IL&FS has 26% stake in the Rs3,800 crore OTPC power project and 50% stake in Mangalore SEZ Ltd, with state entities holding the rest. The Paradip project, with Indian IOC is a BOOT (build-own–operate-transfer) project with a 25-year concession period and was completed in 2014. It has similar projects in Jharkhand and Karnataka with state entities.
5.GIFT City is a joint venture in which the Gujarat government has 50% stake. The Gujarat chief minister had, however, announced that the government would buyout IL&FS’s stake. The problem, as I wrote earlier, is that IL&FS had drawn up such a gold-plated deal for itself that it was the subject of a public interest litigation (PIL) filed by a former director, DC Anjaria. Sources say that an independent valuer has been appointed to decide what the government would pay. The government has also replaced the managing director of GIFT City; but the final decision would, probably, depend on the withdrawal of the PIL.
6.A similar situation exists at the two water companies that are JVs with the Tamil Nadu government—both ‘Green’ companies. In Tamil Nadu Water Investment Company Ltd (TWICL), the state government holds 48% stake. This, in turn, set up the New Tirupur Area Development Corporation Ltd (NTADCL) which is embroiled in a legal dispute pending in the Supreme Court. IL&FS, along with bureaucrats and bankers, had unilaterally reduced the shareholding of its 27% institutional partner, AIDQUA of Mauritius. Significantly, the new team at IL&FS has made no attempt to discuss a resolution with NTADCL or AIDQUA, almost 10 months into their term, probably indicating the continued malevolent influence of the IAS (Indian Administrative Service) officials on these companies, irrespective of what is needed in public interest. In fact, Bijay Kumar, the government-appointed deputy managing director (DMD) of IL&FS has yet to follow the directive of the ministry of corporate affairs (MCA) with regard to appointment of a full-time managing director (MD).
This apart, the new board at IL&FS needs to focus on some internal cleaning up. It may be recalled that a whole-time director, Bijay Kumar, has filed a formal complaint with MCA about the conflict of interest in with Cyril Amarchand Mangaldas (CAM) remaining a legal advisor to the new board. In an exclusive report, I had pointed out that this complaint was weird because Mr Kumar himself was among the three whole-time directors empowered to replace CAM in February this year. This has still not happened. I now learn that four or five firms have been shortlisted and a decision is expected shortly. However, CAM continues to be the legal advisor for the final bids on the road project, to ensure that the process is not stalled. This raises questions about the motive behind filing a formal complaint. MCA is understood to have sought a response from the IL&FS board.

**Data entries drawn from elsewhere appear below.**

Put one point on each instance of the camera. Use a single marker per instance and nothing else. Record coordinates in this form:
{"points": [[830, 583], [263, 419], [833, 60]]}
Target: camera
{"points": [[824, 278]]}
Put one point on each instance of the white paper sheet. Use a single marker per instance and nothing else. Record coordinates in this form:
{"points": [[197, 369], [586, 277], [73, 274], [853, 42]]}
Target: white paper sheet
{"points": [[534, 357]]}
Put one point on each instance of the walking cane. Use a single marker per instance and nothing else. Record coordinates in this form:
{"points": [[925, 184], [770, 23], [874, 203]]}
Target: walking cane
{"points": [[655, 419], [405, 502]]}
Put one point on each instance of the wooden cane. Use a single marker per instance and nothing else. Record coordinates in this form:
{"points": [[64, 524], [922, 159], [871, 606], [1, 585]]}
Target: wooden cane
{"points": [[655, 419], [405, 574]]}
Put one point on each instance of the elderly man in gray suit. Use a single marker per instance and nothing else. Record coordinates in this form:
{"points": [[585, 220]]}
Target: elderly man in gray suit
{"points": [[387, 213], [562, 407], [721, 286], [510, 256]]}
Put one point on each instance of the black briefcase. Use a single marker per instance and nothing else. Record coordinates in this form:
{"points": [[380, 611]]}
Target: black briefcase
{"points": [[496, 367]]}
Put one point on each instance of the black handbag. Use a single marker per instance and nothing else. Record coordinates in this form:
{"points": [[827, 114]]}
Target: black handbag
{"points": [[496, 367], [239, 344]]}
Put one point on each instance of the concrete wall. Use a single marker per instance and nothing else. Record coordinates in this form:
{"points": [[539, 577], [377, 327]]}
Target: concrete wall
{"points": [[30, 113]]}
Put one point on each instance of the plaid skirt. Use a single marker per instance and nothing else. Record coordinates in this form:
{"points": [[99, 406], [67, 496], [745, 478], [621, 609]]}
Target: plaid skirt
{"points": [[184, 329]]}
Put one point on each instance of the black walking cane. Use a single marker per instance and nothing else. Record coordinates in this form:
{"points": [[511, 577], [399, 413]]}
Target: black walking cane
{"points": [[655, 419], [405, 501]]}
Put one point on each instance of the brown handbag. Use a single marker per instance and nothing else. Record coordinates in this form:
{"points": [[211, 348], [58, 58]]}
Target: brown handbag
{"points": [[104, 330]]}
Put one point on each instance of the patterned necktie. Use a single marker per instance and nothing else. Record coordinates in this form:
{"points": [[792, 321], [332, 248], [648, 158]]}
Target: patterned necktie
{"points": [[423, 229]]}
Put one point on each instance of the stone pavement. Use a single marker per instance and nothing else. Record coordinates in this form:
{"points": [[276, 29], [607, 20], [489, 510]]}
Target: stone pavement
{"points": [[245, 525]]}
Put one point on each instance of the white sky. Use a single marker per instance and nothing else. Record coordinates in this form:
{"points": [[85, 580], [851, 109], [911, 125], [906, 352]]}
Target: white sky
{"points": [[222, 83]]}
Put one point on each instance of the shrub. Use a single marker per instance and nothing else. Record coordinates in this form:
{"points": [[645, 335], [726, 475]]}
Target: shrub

Moneylife had sent a list of queries to IL&FS about various issues related to this complaint and Justice DK Jain’s notes of displeasure, in May, over serious factual inaccuracies in IL&FS’s submission of resolution proposals to him (these pertained mainly to road project in Dubai and elsewhere). The official response to my queries was: ‘no comments’.
While things are moving ahead on the resolution, a lot of core issues clearly remain unresolved, including the disbursement of funds recovered by the new board. The fate and hopes of many investors in mutual funds (MFs), pension funds and others remain tied to the outcome. If the government takes a greater interest in ironing out some of the issues flagged here, the faith and normalcy in the non-banking financial sector will be restored faster.